Low-diameter topologies such as Dragonfly and Slim Fly are increasingly adopted in HPC and datacenter networks, yet existing load balancing techniques either rely on proprietary in-network mechanisms or fail to utilize the full path diversity of these topologies. We introduce Spritz, a flexible sender-based load balancing framework that shifts adaptive topology-aware routing to the endpoints using only standard Ethernet features. We propose two algorithms, Spritz-Scout and Spritz-Spray that, respectively, explore and adaptively cache efficient paths using ECN, packet trimming, and timeout feedback. Through simulation on Dragonfly and Slim Fly topologies with over 1000 endpoints, Spritz outperforms ECMP, UGAL-L, and prior sender-based approaches by up to 1.8x in flow completion time under AI training and datacenter workloads, while offering robust failover with performance improvements of up to 25.4x under link failures, all without additional hardware support. Spritz enables datacenter-scale, commodity Ethernet networks to efficiently leverage low-diameter topologies, offering unified routing and load balancing for the Ultra Ethernet era.

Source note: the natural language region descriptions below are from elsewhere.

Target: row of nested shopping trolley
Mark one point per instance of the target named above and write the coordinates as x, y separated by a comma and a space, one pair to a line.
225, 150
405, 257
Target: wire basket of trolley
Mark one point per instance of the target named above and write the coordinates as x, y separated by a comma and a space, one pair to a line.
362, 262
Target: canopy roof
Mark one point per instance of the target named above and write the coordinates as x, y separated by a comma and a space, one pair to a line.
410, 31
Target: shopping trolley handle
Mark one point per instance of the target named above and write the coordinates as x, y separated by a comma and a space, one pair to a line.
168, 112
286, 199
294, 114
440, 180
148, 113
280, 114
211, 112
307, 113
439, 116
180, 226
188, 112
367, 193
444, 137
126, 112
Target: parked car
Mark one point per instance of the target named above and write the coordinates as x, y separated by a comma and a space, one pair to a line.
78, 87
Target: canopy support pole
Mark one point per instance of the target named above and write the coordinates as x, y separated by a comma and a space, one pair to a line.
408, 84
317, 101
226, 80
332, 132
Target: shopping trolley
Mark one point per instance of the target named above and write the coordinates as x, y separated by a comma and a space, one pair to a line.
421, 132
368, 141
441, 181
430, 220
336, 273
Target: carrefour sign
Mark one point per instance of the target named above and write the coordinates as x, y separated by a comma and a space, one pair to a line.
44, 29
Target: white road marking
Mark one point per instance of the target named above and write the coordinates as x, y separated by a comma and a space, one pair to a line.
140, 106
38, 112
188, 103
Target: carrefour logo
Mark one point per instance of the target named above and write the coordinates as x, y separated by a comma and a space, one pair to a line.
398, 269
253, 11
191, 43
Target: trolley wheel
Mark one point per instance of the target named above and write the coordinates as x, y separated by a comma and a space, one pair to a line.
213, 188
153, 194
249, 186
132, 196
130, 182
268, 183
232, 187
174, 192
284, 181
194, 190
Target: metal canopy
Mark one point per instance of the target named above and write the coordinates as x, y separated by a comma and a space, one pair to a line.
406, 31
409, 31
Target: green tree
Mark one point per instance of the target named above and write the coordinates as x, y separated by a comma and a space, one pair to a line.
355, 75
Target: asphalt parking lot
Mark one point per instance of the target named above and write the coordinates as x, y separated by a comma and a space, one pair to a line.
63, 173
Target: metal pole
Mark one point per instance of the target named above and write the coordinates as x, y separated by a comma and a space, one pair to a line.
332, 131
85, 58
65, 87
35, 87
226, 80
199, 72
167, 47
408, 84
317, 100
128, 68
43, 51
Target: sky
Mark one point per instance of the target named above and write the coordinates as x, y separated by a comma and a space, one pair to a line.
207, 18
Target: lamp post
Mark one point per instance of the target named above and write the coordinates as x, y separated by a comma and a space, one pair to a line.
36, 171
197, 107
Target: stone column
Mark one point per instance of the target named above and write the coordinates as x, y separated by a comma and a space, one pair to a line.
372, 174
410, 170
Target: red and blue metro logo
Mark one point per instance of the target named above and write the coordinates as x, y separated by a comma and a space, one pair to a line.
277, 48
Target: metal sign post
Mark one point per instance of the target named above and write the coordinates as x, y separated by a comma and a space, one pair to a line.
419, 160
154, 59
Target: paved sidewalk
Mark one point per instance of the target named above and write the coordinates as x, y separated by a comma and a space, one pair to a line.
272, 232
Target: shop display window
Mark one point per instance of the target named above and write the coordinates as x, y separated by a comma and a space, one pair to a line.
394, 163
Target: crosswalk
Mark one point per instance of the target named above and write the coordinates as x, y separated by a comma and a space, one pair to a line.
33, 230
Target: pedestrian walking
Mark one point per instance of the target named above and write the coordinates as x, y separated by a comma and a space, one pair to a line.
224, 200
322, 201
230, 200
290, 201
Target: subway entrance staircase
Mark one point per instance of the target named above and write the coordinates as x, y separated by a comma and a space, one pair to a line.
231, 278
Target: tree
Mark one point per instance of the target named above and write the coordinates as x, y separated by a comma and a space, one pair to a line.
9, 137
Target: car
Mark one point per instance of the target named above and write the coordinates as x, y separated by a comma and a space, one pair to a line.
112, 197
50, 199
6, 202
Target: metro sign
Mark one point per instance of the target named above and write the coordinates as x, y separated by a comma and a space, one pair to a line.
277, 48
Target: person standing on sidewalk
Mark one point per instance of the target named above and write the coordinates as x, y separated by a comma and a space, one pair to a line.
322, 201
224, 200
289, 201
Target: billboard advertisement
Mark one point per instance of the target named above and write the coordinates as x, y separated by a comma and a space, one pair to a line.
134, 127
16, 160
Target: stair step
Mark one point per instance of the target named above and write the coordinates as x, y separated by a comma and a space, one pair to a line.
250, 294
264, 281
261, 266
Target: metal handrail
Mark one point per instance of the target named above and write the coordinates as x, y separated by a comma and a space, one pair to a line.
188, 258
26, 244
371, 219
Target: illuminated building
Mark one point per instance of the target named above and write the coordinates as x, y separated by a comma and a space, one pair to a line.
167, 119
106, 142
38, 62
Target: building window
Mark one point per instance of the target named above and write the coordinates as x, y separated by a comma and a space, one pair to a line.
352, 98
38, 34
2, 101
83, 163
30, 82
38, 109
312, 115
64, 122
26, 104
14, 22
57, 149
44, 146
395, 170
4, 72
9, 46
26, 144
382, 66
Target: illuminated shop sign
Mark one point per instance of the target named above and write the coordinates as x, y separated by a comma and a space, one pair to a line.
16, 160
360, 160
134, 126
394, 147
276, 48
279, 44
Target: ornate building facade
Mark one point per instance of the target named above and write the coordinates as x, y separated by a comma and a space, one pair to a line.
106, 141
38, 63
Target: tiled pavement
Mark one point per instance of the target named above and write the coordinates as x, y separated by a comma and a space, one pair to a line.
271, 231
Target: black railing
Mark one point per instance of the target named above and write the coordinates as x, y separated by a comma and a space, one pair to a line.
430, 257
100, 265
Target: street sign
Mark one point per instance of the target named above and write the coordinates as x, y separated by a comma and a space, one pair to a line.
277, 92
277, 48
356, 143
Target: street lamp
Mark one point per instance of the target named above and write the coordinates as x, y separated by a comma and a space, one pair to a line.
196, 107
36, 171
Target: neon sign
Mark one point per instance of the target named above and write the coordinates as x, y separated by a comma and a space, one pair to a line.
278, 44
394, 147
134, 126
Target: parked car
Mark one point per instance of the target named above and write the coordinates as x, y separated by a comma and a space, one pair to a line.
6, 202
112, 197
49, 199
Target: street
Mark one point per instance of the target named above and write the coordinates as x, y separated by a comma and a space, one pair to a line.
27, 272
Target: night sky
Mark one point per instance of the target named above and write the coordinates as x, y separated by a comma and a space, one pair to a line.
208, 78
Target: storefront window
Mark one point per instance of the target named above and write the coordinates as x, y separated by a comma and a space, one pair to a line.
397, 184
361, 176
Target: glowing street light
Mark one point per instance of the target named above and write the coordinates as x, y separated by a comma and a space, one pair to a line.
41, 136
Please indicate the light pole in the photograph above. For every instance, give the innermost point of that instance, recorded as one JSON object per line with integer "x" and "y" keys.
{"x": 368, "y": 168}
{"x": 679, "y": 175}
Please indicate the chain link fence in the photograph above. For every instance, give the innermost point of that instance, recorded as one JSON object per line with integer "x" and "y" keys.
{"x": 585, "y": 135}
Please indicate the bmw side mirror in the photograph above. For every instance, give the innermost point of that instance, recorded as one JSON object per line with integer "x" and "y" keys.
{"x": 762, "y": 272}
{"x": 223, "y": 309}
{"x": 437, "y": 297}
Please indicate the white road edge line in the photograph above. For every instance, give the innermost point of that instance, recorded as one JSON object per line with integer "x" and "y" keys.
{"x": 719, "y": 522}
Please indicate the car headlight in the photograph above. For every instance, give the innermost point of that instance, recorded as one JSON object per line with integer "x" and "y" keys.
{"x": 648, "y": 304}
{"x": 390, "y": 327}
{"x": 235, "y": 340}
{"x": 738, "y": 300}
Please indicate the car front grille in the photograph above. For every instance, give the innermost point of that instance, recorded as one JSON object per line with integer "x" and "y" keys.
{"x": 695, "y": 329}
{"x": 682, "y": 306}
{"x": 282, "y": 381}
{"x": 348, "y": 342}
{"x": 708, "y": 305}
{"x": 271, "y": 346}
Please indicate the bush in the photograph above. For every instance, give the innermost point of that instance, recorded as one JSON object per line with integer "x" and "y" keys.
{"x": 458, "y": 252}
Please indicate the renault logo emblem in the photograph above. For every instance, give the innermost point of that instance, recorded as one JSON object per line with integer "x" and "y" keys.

翻译：在HPC和数据中心网络中，诸如蜻蜓拓扑（Dragonfly）和细飞拓扑（Slim Fly）等低直径拓扑正日益普及，然而现有的负载均衡技术要么依赖于专有的网内机制，要么未能充分利用这些拓扑的完整路径多样性。本文介绍Spritz，一种灵活的基于发送端的负载均衡框架，它仅利用标准以太网特性，将自适应的拓扑感知路由功能转移到终端节点上。我们提出了两种算法——Spritz-Scout和Spritz-Spray，它们分别利用ECN、数据包修剪和超时反馈来探索并自适应地缓存高效路径。通过在超过1000个端点的蜻蜓和细飞拓扑上进行仿真，在AI训练和数据中心工作负载下，Spritz在流完成时间上比ECMP、UGAL-L以及先前的基于发送端的方法提升了最高达1.8倍；同时在链路故障下提供稳健的故障切换，性能提升最高达25.4倍，且无需额外的硬件支持。Spritz使得数据中心规模的商用以太网能够高效利用低直径拓扑，为超以太网时代提供了统一的路由和负载均衡解决方案。